STRIDE analysis of Crawdad's zero-knowledge sidecar architecture.
Crawdad is a local sidecar process that sits between AI agents and AI APIs as a transparent proxy. Content is processed in memory and never transmitted. Trust boundaries: the user's machine (trusted), the network (untrusted), external AI APIs (untrusted), retrieved documents and tool outputs (untrusted).
Threat: An attacker impersonates an authorized agent or spoofs the identity of the Crawdad sidecar itself.
Control: Agent identity via Ed25519 key pairs. Each agent registers with a unique ID and public key. API keys are SHA-256 hashed before storage — raw keys never stored on server. Device identity bound to Ed25519 certificate renewed every 24 hours.
Residual risk: If the host machine is compromised, the attacker can read the local Ed25519 key. Crawdad trusts the host it runs on.
Threat: An attacker modifies the audit log, memory entries, or detection results after the fact.

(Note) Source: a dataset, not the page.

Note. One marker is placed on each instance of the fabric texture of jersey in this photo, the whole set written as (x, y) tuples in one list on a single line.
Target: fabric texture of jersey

Control: SHA-256 Merkle-chained audit log. Each entry's hash includes the previous entry's hash, forming a tamper-evident chain. Ed25519 signatures on each entry provide non-repudiation. Memory entries use the same Merkle chain.
Residual risk: An attacker with root access on the host could replace the entire audit database. The chain detects modification of existing entries but not wholesale replacement.
Threat: An agent or user denies that a security-relevant action occurred.
Control: Every firewall decision, policy evaluation, and PII detection is recorded in the immutable audit log with Ed25519 signatures. The /v1/verify endpoint returns a cryptographic attestation of chain integrity. Signed compliance reports can be generated for auditors.
Residual risk: Audit log contains hashes of content, not content itself (by design). An investigator can verify that a decision was made but cannot reconstruct the original input from the hash alone.
Threat: Sensitive data (PII, credentials, internal URLs) leaks through agent responses.
Control: Layer 5 PII exfiltration detector scans every outbound response. Detects 15 PII categories and 10 credential types (AWS, GitHub, Stripe, OpenAI, Anthropic, JWT, SSH keys, database URLs). Automatic redaction before response reaches the client.
Control: Zero-knowledge architecture — content never leaves the local process. Only signed operation counts transmitted to cloud. Verified via /v1/verify.
Residual risk: Novel PII formats not in the detector's pattern set may pass undetected. Signature updates every 4 hours mitigate but do not eliminate this.
Threat: An attacker overwhelms the proxy, preventing legitimate agent traffic.
Control: Proxy has a 10MB request body limit. Detection pipeline runs in <1ms (no network calls). Fail-open design: if the sidecar crashes, traffic can be routed directly to the API.
Residual risk: No per-client rate limiting in the sidecar currently. A local process sending high-volume requests could consume CPU.
Threat: Prompt injection causes the agent to execute unauthorized actions with elevated permissions.
Control: Multi-layer detection pipeline: Layer 1 (pattern matching), Layer 2 (semantic heuristics — boundary dissolution, role hijacking, authority impersonation), Layer 3 (indirect injection from documents), Layer 4 (session context — escalation tracking), Layer 5 (data exfiltration), Layer 6 (content analysis), and optional Layer 7 (LLM Judge). Policy engine restricts actions by trust level.
Residual risk: Novel injection techniques not yet in the pattern set may bypass detection. The 4-hour signature update cycle means there is a window between a new technique being published and Crawdad adding detection.